State of JavaScript 2025: TypeScript Hits 40% Exclusive Usage as Ecosystem Settles

State of JavaScript 2025: TypeScript Hits 40% Exclusive Usage as Ecosystem Settles

lschvn4 min read

The State of JavaScript 2025 survey results are in, and they paint an ecosystem finding its footing. Conducted in November 2025 and published in February 2026, the annual survey, run by Devographics and sponsored by Google Chrome and JetBrains, shows clear winners in tooling, frameworks, and language preferences, with developer happiness holding steady at 3.8 out of 5 for the fifth consecutive year.

TypeScript Has Won: Now What?

The headline number: 40 percent of respondents now write exclusively in TypeScript, a trend that underscores why TypeScript 6.0, the last JS-based release before the native Go rewrite, is such a pivotal transition point for the ecosystem. That figure is up from 34 percent in 2024 and 28 percent in 2022. Only 6 percent use plain JavaScript exclusively. Daniel Roe, Nuxt core team leader, put it plainly in the survey's conclusion: "TypeScript has won. Not as a bundler, but as a language."

The interesting tension is that "lack of static typing" remains the number one language pain point reported, among developers who haven't adopted TypeScript. When asked how types should work natively in JavaScript, TypeScript-like annotations led with 5,380 votes, ahead of runtime types at 3,524.

Build Tools: Vite's Satisfaction Dominance

Vite has effectively overtaken Webpack in developer sentiment. While Webpack retains slightly higher overall usage (87% versus 84%), the satisfaction gap is stark: Vite scores 98 percent, Webpack scores 26 percent, down from 36 percent in 2024.

One respondent's comment captures the mood: "Trying to understand legacy code that uses Webpack can be painful."

Turbopack, Vercel's Rust-based successor to Webpack, sits at just 28 percent usage, suggesting Vite's head start and developer experience advantage will be difficult to overcome. Rolldown, the Rust-based Rollup replacement being integrated into Vite's future, jumped from 1 percent to 10 percent, hinting at a JavaScript build pipeline increasingly powered by Rust.

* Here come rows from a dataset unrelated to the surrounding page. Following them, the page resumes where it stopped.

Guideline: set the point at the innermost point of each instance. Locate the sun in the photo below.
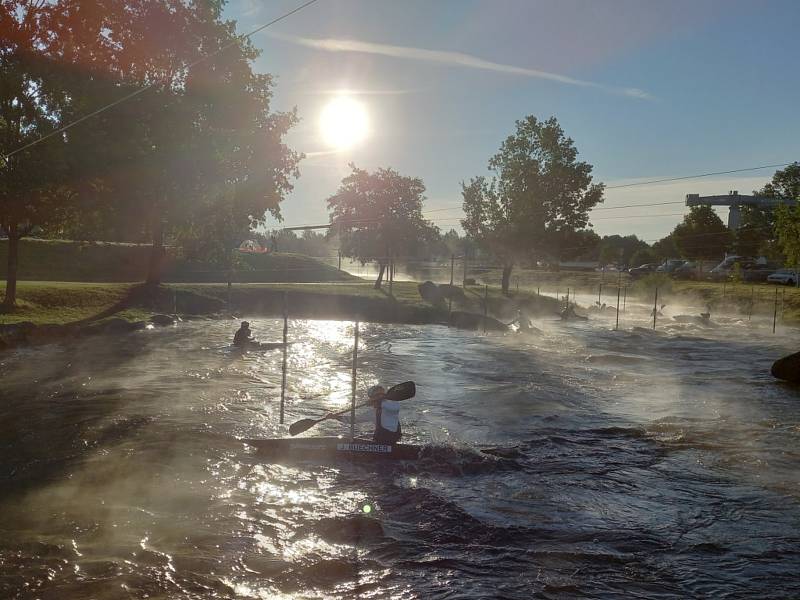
(343, 122)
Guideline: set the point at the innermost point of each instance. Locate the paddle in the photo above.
(401, 391)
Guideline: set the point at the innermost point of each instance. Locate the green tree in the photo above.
(197, 157)
(702, 235)
(33, 190)
(787, 229)
(577, 245)
(755, 235)
(643, 256)
(786, 224)
(378, 216)
(665, 248)
(539, 195)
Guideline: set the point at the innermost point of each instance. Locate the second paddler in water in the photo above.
(387, 416)
(243, 335)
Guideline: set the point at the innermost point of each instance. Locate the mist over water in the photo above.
(650, 464)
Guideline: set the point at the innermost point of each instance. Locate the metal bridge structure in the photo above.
(736, 201)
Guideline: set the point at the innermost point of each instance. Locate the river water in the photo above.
(646, 464)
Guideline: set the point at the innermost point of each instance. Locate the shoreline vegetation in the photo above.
(49, 310)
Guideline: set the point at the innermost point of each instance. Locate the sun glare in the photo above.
(343, 122)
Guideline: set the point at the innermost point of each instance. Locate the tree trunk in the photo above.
(507, 277)
(379, 280)
(156, 253)
(10, 301)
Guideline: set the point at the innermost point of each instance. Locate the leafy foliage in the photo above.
(702, 234)
(786, 184)
(378, 216)
(539, 195)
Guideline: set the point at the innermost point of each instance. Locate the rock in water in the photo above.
(787, 368)
(465, 320)
(451, 291)
(162, 320)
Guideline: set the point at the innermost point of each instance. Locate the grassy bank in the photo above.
(60, 260)
(60, 303)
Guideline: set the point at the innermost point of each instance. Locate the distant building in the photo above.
(736, 201)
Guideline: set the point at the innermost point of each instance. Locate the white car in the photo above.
(783, 276)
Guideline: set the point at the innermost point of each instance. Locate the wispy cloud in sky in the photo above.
(453, 59)
(358, 92)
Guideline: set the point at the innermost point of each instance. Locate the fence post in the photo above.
(783, 302)
(285, 349)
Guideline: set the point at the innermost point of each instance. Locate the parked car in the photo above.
(725, 269)
(643, 270)
(688, 270)
(783, 277)
(758, 272)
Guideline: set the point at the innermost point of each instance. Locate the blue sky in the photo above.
(646, 89)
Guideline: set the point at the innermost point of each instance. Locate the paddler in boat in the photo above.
(387, 416)
(243, 336)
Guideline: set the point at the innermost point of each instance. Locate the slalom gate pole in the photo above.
(775, 311)
(655, 309)
(285, 350)
(353, 386)
(485, 306)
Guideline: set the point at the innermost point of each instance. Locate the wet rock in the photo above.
(787, 368)
(162, 320)
(430, 292)
(451, 292)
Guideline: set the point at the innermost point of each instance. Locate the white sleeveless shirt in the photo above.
(390, 415)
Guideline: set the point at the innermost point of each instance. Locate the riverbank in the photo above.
(50, 311)
(101, 262)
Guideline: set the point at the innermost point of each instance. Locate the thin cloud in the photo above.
(454, 59)
(358, 92)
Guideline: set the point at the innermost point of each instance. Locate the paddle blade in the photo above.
(301, 426)
(402, 391)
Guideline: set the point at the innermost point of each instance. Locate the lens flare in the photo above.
(343, 123)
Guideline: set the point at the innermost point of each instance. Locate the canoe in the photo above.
(252, 346)
(332, 448)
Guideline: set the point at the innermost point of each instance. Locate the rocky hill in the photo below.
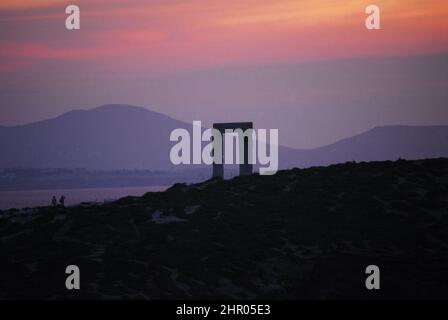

React Frustration, Solid Satisfaction

React remains the most used framework at 83.6 percent, but the survey reveals notable dissatisfaction. Next.js, used by 59 percent of respondents, posted a 21 percent positive sentiment score against a 17 percent negative sentiment, generating the most comments of any project.

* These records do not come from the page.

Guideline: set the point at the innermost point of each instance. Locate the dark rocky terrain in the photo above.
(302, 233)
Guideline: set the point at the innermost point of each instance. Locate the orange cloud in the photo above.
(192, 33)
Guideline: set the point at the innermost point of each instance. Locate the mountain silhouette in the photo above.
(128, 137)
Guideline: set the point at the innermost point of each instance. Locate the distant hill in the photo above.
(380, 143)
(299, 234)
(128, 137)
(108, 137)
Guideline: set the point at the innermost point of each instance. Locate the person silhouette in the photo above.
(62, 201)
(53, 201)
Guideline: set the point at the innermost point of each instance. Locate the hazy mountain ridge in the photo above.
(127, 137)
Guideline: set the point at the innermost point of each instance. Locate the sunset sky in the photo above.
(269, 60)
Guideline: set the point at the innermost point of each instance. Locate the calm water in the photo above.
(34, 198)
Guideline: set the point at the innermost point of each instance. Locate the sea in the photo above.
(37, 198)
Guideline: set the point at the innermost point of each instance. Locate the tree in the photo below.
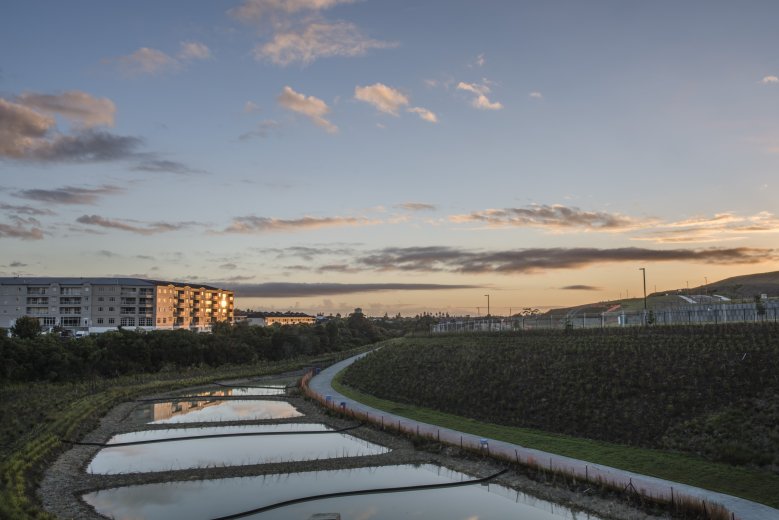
(26, 327)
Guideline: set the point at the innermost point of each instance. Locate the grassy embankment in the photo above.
(425, 368)
(36, 417)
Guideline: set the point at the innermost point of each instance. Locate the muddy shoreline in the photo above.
(66, 480)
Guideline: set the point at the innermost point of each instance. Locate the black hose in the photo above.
(210, 436)
(400, 489)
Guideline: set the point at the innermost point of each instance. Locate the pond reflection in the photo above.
(214, 498)
(172, 412)
(148, 435)
(231, 451)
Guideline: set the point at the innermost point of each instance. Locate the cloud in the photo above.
(424, 114)
(555, 217)
(165, 166)
(293, 290)
(721, 226)
(27, 133)
(253, 224)
(21, 129)
(76, 106)
(446, 259)
(386, 99)
(26, 210)
(194, 51)
(133, 226)
(147, 61)
(70, 195)
(416, 206)
(263, 130)
(252, 11)
(481, 101)
(22, 228)
(313, 108)
(317, 40)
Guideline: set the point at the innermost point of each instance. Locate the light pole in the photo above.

Representative responses from the survey:

  • "I've written Next.js in production for going on 6 years... the Next complexity has gotten absurd"
  • "While I did have a positive experience with Next, I'm worried because Vercel is trying to use it to make money"

Solid.js maintained the highest satisfaction rating for the fifth consecutive year. In the meta-framework space, Astro continued gaining ground as a content-first alternative.

AI Tool Usage Shifts

AI-assisted development patterns are shifting. Claude usage doubled from 22 to 44 percent, while Cursor more than doubled from 11 to 26 percent. ChatGPT usage declined from 68 to 60 percent, still dominant in absolute terms, but trending down.

Backend: Node Holds, Bun Grows

On the runtime side, Node.js remains dominant at 90 percent. Bun sits in third place at 21 percent, a 4 percent gain over the prior year, well ahead of Deno at 11 percent. For a deeper look at how the three runtimes compare across throughput, cold starts, and async performance, see our 2026 runtime benchmark analysis.

The Temporal API, the long-standing proposal to replace JavaScript's problematic Date object, saw excitement decline 22 percent year-over-year as it transitions from proposal to browser implementation. The API remains the most anticipated proposal in the survey.

Full results are available at 2025.stateofjs.com.